NASA increased the payload of the original 10lb satellite (Explorer 1 ) to a man in a capsule (Project Mercury). To the Apollo Project. The Saturn family of launch vehicles spent hundreds of hours in the wind tunnel. There were various configurations that were tried to find the best result. At first, they were going to make a fully reusable shuttle but that idea cost too much and was ruled out due to their budget. With the budget in mind, the current space shuttle started to be formed.

But it still took many years in a wind tunnel before the final design of the Orbiter, External Tank and Solid Rocket Boosters finally took their shape as the one we know of today. Even after the space shuttle took flight they were still being tested to increase performance. Tests were done to determine the cause of tile damage.

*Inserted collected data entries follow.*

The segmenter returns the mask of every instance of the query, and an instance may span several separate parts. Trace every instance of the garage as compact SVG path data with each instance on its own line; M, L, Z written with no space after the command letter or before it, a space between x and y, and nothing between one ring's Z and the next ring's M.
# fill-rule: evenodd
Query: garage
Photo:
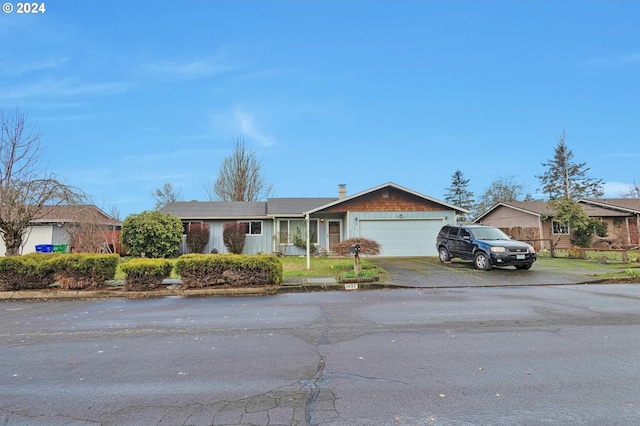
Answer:
M360 220L360 237L377 241L380 256L437 256L441 219Z

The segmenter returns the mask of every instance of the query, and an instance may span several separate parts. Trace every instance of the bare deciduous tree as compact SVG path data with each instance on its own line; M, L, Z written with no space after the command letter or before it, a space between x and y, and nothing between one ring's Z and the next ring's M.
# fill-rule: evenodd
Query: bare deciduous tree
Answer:
M515 182L513 176L498 176L480 195L473 207L473 217L478 217L498 203L508 203L522 199L524 185Z
M118 220L109 217L94 205L68 206L69 233L73 250L79 253L113 253L119 246L116 228Z
M182 201L182 191L174 188L173 184L166 182L162 185L162 188L156 188L151 193L151 196L156 201L154 208L160 210L169 203L176 201Z
M640 198L640 183L633 181L633 185L629 186L627 192L621 192L622 198Z
M25 231L49 206L78 203L84 194L42 164L42 132L18 107L0 109L0 236L7 256L20 254Z
M209 201L260 201L272 191L262 174L262 162L240 138L235 140L231 156L222 162L215 183L206 189Z

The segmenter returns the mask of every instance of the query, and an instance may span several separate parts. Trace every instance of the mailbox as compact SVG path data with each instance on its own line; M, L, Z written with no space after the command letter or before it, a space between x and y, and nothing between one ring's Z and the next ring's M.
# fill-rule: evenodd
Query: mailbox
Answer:
M351 253L360 253L360 244L354 244L351 246Z

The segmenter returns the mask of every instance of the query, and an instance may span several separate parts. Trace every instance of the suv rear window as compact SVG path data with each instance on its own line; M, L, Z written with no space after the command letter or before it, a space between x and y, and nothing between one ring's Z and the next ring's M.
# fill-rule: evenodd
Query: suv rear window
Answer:
M447 235L449 238L456 238L456 236L458 235L458 228L451 228L449 229L449 235Z

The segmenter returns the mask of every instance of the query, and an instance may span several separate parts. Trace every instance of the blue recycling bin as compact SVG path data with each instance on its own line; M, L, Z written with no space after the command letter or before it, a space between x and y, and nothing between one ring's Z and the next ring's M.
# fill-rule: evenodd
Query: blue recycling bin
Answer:
M53 244L37 244L36 252L38 253L52 253L53 252Z

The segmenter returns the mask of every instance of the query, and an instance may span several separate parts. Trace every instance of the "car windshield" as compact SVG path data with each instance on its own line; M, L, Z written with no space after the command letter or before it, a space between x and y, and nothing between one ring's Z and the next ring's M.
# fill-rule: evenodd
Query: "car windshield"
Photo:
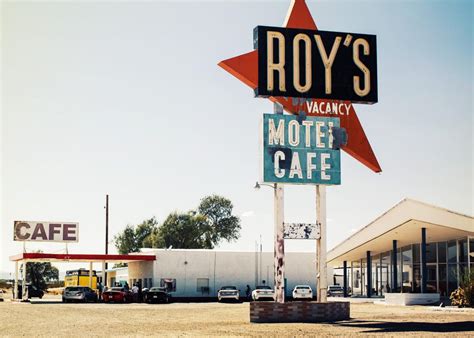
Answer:
M112 291L123 291L124 289L123 288L110 288L110 290L112 290Z
M153 287L150 289L150 292L159 292L159 291L165 292L165 290L166 290L165 288Z
M67 287L66 291L84 291L84 288L81 287Z
M257 289L260 289L260 290L271 290L272 288L267 286L267 285L259 285L257 286Z
M221 290L237 290L237 288L235 286L223 286Z
M340 287L340 286L330 286L329 290L342 290L342 287Z
M305 290L308 290L310 287L307 286L307 285L298 285L296 288L297 288L297 289L305 289Z

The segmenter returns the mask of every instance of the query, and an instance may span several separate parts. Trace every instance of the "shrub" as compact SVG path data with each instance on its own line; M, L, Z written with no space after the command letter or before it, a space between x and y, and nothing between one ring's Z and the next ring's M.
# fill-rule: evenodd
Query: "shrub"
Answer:
M474 271L466 271L459 281L459 287L449 297L451 305L474 307Z

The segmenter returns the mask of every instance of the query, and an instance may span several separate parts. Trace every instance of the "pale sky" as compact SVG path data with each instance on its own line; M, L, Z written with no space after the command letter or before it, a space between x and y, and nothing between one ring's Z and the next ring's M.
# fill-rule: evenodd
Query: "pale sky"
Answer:
M102 253L107 193L110 238L216 193L242 218L220 248L254 250L261 234L273 250L272 190L253 189L272 104L217 63L250 51L255 26L281 26L289 3L1 2L0 271L22 250L14 220L79 222L69 251ZM383 172L342 155L328 247L404 197L474 214L472 2L308 5L319 29L377 35L379 102L355 109ZM285 221L315 221L313 186L285 187Z

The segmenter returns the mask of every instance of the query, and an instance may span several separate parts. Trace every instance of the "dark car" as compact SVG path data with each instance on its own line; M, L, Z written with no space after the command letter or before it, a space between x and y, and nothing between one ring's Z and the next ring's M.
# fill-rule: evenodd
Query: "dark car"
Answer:
M343 297L344 289L340 285L329 285L327 295L329 297Z
M68 286L63 292L63 303L97 302L97 293L86 286Z
M26 284L26 298L43 298L44 296L44 291L41 289L38 289L36 286L31 285L31 284ZM21 284L18 284L18 297L21 298L22 295L22 287Z
M132 293L122 287L112 287L102 293L102 300L104 303L116 302L116 303L129 303L133 300Z
M145 292L143 298L147 303L169 303L171 295L165 287L152 287Z

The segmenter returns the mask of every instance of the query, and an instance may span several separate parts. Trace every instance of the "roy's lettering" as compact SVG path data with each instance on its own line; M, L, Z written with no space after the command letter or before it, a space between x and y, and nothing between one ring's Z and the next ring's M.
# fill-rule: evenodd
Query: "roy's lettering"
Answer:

As the shuttle program continued to progress at a rapid pace it came to a standstill when the Challenger accident occurred. After the accident, the wind tunnel was immediately put into use. To analyze what had occurred. These tests verified what happen to the SRB leak and the rupture of the aft external tank STA 2058 ring frame. The data was used to determine the trajectory and control reconstruction. With all of the information they got from this they are trying to develop a way to abort scenarios involving orbiter separation during transonic flight. All of these configurations were done to the scale model that is .004 of the real shuttle.

These are just a few applications of wind tunnels. There are many more things that they can do. With the invention of the wind tunnel, the cost of designing an aircraft and testing an aircraft has been reduced, and most important lives have been saved. Without the wind tunnel, there would be no way for us to know what will happen before it happens.